きっと彼の働いている城を巻き込んだ合戦が起きたのだろう。
そして、きっと彼は明日…その合戦に駆り出されるのだろう。
きっと人に愛される彼のことだ、先輩に助言を受けたのだろう。
「男なら子孫を残せよ。」と。
伊作はきっと真っ赤になって困惑しただろう。
でもそれ以上にきっと先輩は真剣な面持ちでその理由を説いたのだろう。
「明日、自分が死ぬかもしれないことを考えろ」
そして伊作は……。
私は全て悟った上で、伊作の涙でぐちゃぐちゃになった顔を両手でむにゅっと押しつぶした。
「しっかりしなさい。
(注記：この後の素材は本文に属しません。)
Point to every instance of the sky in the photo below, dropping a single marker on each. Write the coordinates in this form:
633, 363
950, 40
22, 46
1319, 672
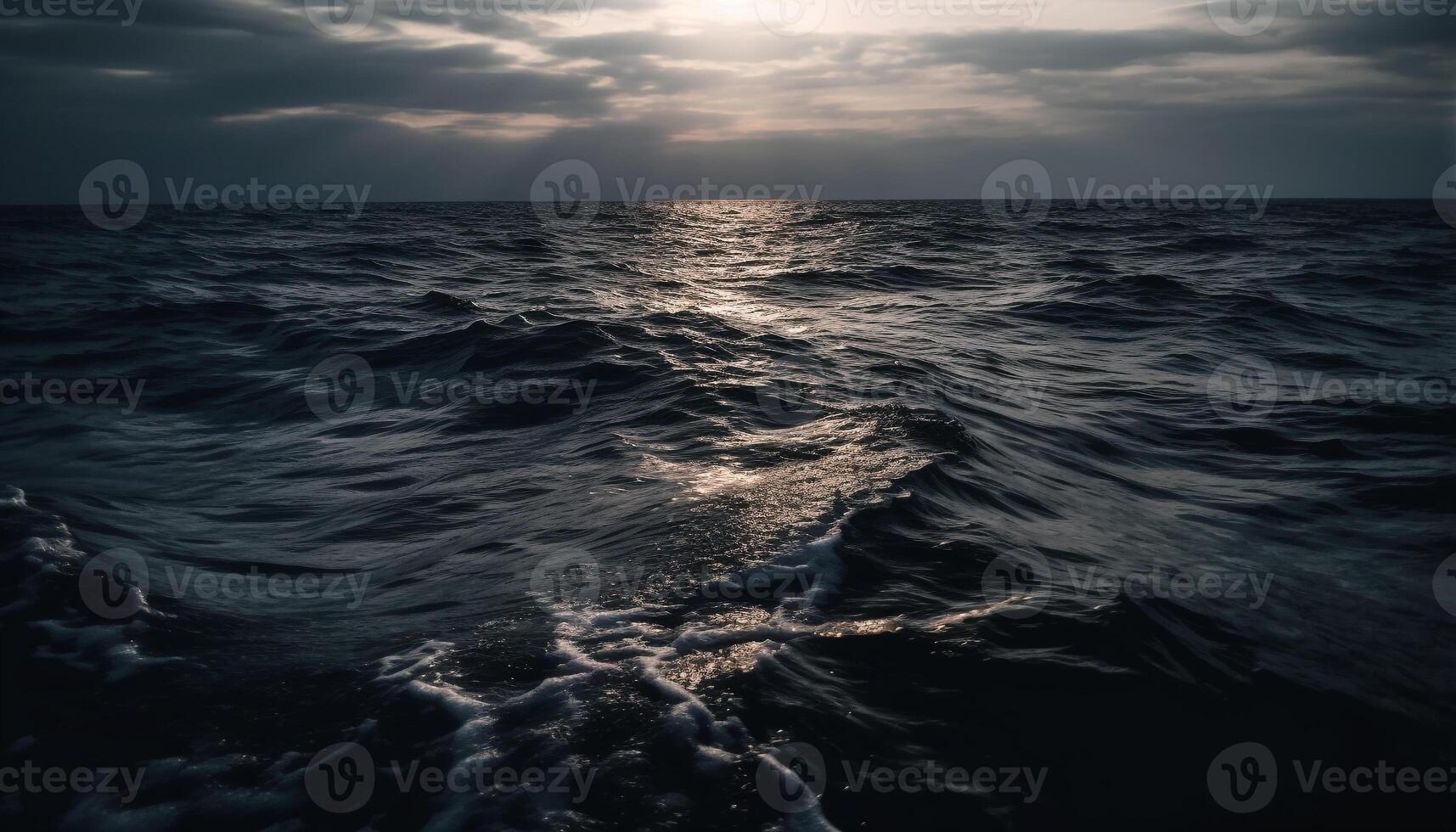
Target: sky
421, 99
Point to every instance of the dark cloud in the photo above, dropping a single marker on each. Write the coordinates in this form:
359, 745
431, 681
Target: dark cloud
474, 107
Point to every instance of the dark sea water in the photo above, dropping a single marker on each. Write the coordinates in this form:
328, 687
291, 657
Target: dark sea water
655, 498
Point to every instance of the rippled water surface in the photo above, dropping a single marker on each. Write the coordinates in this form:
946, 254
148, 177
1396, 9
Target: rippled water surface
653, 496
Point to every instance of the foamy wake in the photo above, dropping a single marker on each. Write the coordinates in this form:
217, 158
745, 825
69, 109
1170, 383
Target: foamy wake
594, 644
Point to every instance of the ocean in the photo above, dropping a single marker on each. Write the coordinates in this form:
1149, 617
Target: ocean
730, 516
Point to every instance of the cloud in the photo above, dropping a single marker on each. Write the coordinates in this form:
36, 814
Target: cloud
453, 107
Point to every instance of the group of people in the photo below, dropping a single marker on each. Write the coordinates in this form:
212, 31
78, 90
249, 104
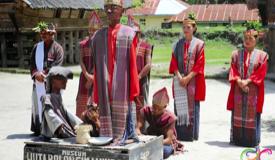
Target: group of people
114, 84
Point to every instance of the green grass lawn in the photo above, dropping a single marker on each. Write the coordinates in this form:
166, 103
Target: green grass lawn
217, 52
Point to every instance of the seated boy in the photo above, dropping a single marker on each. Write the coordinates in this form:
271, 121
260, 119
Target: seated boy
56, 120
161, 122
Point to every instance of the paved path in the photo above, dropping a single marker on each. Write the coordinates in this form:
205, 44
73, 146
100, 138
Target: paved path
15, 110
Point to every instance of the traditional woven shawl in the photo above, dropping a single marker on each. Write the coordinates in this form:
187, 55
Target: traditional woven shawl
185, 97
245, 104
113, 116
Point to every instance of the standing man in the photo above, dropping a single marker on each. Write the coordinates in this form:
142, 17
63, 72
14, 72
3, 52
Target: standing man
144, 54
246, 96
116, 79
187, 65
86, 80
45, 54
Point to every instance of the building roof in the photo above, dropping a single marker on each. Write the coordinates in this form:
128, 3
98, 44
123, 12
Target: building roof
219, 13
159, 7
69, 4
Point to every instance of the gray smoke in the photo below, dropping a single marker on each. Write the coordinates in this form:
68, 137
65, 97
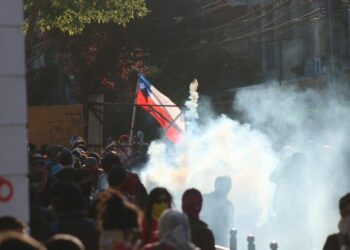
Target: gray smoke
287, 160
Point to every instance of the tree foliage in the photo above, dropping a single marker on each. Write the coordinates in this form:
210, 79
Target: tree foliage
71, 16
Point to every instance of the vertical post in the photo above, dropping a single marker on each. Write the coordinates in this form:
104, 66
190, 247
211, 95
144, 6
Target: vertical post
331, 70
251, 242
133, 115
273, 245
280, 61
233, 239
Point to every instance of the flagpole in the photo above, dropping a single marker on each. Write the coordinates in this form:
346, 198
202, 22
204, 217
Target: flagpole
133, 114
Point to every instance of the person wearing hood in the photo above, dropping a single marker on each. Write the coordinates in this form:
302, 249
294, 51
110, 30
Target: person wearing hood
65, 158
201, 235
174, 232
341, 240
158, 201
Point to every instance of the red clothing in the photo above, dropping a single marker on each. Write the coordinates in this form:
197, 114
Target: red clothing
134, 190
157, 246
154, 234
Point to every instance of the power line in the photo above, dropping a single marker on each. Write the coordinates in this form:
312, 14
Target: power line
232, 23
256, 33
237, 32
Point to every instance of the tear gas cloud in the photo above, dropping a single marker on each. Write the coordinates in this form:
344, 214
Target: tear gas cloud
287, 159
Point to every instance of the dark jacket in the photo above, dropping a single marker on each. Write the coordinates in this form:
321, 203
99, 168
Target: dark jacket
201, 235
335, 241
78, 225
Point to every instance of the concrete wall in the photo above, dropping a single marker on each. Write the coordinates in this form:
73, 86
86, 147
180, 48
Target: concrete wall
13, 117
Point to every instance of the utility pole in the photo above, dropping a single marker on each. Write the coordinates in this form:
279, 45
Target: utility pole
331, 71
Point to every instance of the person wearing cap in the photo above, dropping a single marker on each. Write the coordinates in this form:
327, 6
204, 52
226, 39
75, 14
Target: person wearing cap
65, 158
201, 235
341, 240
131, 187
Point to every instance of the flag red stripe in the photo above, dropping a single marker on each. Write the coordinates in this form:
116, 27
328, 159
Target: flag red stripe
160, 114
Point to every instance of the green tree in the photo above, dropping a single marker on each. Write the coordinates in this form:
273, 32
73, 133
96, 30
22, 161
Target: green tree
71, 16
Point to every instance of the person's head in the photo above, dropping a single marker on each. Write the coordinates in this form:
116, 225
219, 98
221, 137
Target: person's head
67, 197
174, 229
64, 242
223, 184
115, 213
90, 162
78, 142
116, 176
52, 151
110, 159
192, 203
96, 156
14, 240
10, 223
65, 158
344, 205
159, 199
84, 179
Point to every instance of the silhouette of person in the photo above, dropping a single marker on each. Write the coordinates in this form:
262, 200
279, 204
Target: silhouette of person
218, 210
341, 240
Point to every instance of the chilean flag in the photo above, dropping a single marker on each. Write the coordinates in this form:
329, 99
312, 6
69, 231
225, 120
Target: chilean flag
167, 114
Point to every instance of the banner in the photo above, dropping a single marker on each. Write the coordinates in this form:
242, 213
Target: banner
55, 124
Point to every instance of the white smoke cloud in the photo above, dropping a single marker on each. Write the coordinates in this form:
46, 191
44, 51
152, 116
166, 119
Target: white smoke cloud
277, 194
315, 123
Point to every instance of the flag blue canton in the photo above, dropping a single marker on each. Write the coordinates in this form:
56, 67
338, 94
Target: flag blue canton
144, 85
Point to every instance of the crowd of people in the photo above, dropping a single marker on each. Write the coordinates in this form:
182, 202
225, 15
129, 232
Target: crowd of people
84, 200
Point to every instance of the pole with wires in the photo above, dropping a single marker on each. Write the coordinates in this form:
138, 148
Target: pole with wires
132, 125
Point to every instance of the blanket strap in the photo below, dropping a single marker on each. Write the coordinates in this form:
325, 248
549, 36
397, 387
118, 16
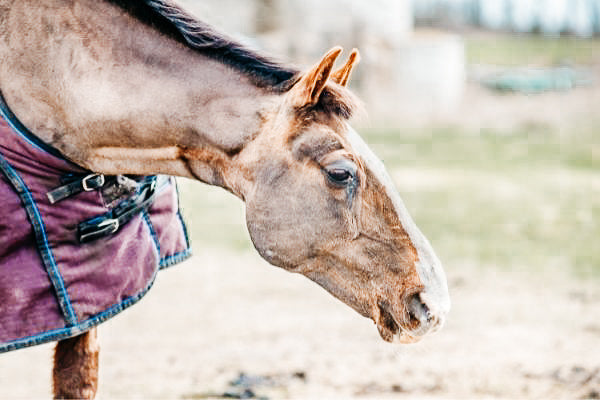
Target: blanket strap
110, 222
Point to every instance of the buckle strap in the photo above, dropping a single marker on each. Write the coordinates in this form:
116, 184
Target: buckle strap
85, 184
110, 222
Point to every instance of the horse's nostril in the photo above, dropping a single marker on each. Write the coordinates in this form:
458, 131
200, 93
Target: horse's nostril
417, 310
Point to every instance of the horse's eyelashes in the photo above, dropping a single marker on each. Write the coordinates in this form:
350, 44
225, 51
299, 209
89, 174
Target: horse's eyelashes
339, 175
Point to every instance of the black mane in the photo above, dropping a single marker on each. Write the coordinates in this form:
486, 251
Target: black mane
174, 21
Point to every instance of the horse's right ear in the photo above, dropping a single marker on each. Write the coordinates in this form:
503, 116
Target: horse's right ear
308, 89
342, 75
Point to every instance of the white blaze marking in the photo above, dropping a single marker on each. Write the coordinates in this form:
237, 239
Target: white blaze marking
428, 266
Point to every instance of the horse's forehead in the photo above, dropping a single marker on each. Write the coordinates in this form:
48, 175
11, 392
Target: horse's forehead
378, 171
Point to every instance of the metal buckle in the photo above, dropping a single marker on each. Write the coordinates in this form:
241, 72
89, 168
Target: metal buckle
86, 187
109, 226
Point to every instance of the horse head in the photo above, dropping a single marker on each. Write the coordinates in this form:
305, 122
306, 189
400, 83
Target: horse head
320, 203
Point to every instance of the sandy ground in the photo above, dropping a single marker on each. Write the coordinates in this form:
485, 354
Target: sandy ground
223, 323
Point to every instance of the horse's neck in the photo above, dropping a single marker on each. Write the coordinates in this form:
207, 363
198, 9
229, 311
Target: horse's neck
116, 97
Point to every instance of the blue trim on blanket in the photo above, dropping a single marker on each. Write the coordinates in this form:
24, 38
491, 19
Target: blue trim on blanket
41, 240
64, 333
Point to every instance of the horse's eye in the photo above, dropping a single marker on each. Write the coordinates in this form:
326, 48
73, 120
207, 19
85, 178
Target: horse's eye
339, 175
341, 172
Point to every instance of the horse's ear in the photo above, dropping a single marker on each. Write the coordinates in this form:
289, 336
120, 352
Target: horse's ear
309, 88
342, 75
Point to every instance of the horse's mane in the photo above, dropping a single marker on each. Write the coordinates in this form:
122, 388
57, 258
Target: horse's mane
172, 20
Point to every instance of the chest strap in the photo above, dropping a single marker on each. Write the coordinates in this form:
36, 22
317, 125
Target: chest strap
110, 222
84, 184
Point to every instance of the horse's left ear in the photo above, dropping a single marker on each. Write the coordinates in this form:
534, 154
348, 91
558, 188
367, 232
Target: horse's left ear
308, 89
342, 75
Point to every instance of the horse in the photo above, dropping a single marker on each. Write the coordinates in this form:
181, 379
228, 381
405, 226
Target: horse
142, 87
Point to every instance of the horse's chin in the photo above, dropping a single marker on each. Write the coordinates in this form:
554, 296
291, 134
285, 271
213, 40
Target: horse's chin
390, 330
396, 335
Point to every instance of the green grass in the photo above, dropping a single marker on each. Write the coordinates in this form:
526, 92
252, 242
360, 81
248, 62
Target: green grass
516, 200
522, 199
519, 50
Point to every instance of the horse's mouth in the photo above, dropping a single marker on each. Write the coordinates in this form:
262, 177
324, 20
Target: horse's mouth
390, 330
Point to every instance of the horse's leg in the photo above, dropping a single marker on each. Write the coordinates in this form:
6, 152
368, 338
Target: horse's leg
75, 374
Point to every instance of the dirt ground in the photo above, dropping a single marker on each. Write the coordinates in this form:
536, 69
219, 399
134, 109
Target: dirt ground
226, 325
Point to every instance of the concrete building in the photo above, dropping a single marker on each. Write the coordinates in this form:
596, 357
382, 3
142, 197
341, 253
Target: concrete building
403, 77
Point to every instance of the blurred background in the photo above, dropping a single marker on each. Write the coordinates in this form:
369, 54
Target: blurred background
487, 116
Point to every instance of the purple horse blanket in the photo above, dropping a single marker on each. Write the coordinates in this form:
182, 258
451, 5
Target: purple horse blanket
53, 286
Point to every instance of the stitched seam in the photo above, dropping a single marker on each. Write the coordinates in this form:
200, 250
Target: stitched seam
63, 333
41, 240
146, 218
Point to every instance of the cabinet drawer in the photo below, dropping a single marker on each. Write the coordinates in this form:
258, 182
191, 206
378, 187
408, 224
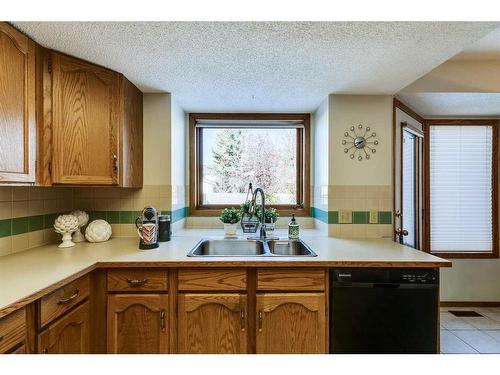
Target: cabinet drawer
290, 279
213, 280
63, 299
12, 330
130, 280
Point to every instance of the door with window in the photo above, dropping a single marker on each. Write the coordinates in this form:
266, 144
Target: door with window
408, 178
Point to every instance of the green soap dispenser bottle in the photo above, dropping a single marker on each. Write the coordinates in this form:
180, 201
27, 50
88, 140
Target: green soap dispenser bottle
293, 228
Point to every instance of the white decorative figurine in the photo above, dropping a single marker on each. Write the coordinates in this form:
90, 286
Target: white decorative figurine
66, 225
98, 231
83, 219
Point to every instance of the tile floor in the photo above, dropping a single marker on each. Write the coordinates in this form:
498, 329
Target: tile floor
476, 335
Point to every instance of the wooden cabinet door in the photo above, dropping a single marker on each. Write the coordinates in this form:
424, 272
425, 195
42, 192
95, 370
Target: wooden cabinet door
212, 323
85, 122
137, 323
68, 335
291, 323
17, 106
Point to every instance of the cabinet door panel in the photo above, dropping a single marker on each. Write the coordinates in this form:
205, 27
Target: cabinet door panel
85, 122
137, 323
69, 335
291, 323
212, 323
17, 106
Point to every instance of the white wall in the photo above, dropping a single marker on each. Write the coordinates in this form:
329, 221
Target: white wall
370, 110
320, 144
459, 76
178, 149
157, 139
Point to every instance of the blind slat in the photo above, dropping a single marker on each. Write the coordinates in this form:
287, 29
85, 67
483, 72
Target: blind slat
461, 188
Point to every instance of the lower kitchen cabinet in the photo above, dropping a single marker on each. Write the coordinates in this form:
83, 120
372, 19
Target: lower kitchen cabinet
68, 335
291, 323
212, 323
137, 323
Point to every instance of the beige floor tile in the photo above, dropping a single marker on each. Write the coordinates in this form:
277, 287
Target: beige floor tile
479, 340
451, 344
482, 322
5, 245
449, 321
伊作。そんな顔してたら大丈夫なものも大丈夫じゃなくなるわ!」
「でも…僕は不運だから……今回も…」
「あら?なら伊作は、私と結婚して不運だったのかしら?」
「そんなことない!それは違う!君がいてくれたから僕はとても幸せだし!それに!」
「…ふふふ。ほらね?伊作は不運じゃない。」
私の言葉に伊作は不思議そうに視線を私に合わせた。
「私が、伊作の不運なんて吹っ飛ばしちゃう。こうやって抱きしめていたら…きっと不運も入るところなくてどこか行ってしまうわ。」
伊作の首に腕を絡ませ、私は伊作を優しく、しかし力強く抱きしめる。
「あなたの帰りを待ってるわ。」
伊作は一瞬戸惑ったものの、少し安心したのか私のことを抱き締め返し、とんっと布団に倒れ込んだ。
「はい、お弁当。」
次の日の朝、私はいつもより早く起きていつもより少し豪華なお弁当を作ってあげた。
「ありがとう……。」
伊作は嬉しそうにお弁当を受け取ってにこっと笑みを浮かべて私にお礼を言ってくれた。
「伊作…、」
私は伊作の頬に手を当て、優しく引き寄せて口付け交わした。
「大丈夫、頑張ってね。」
伊作は顔を赤くしながらも、ふにゃっといつもの優しい笑顔を私に向けて、そして…
忍者らしい、真剣な表情で私の目の前を去っていった。
見えなくなるまで伊作を見送って、私はどしゃっとその場に崩れ落ちた。
何故か涙が止まらない。
ぎゅっと自分の手を握りしめ、私はただ神に願うことしか出来なかった。